Other Grail readers, even some with no interest in the Turin Shroud, have endorsed thinly veiled Byzantine connections.  Professor Daniel Scavone has delved more deeply into this Eastern Christian/Byzantine link. In a major paper he opines:
Specific documents and rituals surrounding the Mandylion resonate closely with and provide precise sources for the chief attributes of the Holy Grail. Like the legendary Holy Grail, this cloth was linked to Joseph of Arimathea, resided in a place known as Britium [another name for Abgar’s residence in Edessa], was thought to have contained Jesus’s body, captured Jesus’s dripping blood on Golgotha, and was displayed only rarely and in a gradual series of manifestations from Christ-child to crucified Jesus (Scavone 1999: 1).

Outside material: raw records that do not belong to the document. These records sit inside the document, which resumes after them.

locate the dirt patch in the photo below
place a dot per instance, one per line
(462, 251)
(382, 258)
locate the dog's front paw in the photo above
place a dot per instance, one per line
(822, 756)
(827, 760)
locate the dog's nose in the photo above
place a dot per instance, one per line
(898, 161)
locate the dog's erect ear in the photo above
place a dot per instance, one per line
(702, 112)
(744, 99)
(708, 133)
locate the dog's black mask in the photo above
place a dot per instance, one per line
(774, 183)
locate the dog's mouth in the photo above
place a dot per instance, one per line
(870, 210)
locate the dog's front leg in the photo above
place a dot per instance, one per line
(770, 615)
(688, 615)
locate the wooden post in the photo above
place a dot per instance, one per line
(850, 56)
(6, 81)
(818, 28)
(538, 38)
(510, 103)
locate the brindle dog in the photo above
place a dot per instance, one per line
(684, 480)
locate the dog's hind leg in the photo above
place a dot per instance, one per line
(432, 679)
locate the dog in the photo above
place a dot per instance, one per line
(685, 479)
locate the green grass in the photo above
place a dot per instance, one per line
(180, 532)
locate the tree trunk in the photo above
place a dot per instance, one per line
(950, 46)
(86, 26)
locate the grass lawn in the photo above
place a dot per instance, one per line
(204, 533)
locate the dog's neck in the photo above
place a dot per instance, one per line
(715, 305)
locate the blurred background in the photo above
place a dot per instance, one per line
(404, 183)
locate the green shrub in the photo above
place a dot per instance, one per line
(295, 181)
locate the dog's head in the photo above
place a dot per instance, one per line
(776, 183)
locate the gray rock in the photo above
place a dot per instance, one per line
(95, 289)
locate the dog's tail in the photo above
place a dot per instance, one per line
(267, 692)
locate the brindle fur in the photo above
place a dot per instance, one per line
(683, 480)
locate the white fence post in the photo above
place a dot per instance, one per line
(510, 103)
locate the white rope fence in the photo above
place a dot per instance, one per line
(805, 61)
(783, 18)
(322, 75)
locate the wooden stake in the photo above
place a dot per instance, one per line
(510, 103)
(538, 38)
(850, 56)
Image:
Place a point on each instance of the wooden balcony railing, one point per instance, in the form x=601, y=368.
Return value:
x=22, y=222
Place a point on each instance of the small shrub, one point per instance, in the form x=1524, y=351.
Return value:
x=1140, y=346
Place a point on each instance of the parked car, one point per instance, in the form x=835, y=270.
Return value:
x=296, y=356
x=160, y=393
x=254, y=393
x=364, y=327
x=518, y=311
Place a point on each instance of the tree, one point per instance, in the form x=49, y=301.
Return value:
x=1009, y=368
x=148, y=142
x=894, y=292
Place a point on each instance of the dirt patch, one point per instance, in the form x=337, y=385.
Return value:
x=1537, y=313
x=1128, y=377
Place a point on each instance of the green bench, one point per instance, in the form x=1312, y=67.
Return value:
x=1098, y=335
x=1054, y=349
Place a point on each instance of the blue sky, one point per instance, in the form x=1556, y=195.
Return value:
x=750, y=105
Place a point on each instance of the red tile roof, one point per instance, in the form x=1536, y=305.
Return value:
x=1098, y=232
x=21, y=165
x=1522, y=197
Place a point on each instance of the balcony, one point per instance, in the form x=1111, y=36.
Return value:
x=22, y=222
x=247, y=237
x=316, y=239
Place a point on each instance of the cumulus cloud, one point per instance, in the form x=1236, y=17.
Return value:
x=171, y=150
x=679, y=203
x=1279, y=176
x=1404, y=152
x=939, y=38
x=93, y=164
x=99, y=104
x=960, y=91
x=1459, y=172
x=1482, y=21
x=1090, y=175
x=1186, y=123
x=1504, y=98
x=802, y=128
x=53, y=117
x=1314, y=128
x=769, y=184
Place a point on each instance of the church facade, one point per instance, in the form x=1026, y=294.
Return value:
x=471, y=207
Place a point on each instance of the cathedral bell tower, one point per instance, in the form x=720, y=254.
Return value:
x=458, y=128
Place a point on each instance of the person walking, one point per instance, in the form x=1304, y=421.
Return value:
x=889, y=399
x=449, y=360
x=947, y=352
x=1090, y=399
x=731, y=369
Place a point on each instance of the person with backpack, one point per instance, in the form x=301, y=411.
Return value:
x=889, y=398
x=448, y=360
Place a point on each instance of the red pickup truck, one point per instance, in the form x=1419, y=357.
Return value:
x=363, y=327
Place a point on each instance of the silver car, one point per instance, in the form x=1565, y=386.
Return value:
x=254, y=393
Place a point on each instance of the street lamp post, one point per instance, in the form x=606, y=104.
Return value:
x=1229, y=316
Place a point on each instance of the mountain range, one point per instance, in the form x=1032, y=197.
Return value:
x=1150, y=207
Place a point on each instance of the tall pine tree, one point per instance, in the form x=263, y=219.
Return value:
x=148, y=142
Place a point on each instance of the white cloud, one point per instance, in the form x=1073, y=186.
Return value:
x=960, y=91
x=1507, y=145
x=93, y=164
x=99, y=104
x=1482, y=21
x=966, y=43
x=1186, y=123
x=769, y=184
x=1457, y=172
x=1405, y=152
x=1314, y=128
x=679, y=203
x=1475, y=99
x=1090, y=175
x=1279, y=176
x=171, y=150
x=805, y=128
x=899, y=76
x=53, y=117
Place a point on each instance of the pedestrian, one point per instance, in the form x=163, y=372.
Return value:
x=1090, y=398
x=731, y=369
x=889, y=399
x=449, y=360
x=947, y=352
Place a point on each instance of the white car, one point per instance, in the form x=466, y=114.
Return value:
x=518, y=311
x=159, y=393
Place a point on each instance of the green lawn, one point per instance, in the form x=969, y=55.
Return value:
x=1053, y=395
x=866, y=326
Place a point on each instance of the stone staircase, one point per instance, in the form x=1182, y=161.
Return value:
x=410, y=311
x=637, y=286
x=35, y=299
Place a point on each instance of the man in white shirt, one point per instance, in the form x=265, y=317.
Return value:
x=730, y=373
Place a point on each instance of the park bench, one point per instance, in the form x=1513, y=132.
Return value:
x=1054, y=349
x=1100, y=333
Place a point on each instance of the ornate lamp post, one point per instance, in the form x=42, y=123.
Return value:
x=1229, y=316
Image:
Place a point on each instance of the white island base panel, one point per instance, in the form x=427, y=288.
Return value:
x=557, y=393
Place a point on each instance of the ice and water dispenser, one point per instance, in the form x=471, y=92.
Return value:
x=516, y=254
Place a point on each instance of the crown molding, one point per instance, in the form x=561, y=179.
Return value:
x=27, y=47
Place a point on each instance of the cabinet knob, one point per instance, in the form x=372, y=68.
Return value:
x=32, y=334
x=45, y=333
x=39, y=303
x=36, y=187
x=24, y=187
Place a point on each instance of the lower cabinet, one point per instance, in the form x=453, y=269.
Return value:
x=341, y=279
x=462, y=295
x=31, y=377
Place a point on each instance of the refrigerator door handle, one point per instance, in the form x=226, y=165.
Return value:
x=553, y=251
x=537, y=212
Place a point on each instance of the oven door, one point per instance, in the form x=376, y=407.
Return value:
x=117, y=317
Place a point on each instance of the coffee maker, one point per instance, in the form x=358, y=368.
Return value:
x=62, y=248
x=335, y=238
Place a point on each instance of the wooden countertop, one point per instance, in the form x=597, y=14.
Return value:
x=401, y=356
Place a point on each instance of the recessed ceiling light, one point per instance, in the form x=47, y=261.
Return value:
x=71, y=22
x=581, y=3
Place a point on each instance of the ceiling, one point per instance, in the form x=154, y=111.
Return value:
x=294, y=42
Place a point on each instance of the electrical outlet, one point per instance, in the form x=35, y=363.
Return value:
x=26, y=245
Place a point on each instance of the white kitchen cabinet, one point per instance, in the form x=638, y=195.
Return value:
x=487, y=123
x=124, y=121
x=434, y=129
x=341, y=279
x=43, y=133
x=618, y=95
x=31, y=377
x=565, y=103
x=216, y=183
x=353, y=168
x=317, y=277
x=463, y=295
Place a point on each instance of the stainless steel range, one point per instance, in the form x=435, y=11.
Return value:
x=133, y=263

Scavone has traced the sources of early western Grail literature back to apocryphal NT books like the Gospel of Nicodemus (about 4th cen.), the book known as I, Joseph (5th cen.) and various “Latin Abgar” descriptions of a polymorphic (changing) Jesus strongly associated with the Edessa Image.  These were supplemented by elements from the newly learned Byzantine Greek Eucharist to provide the imagery and themes used in Holy Grail legends.  Although tempting to equate the Holy Grail with the Shroud, Scavone does not do so, seeing the Grail stories as confused derivatives of the latter.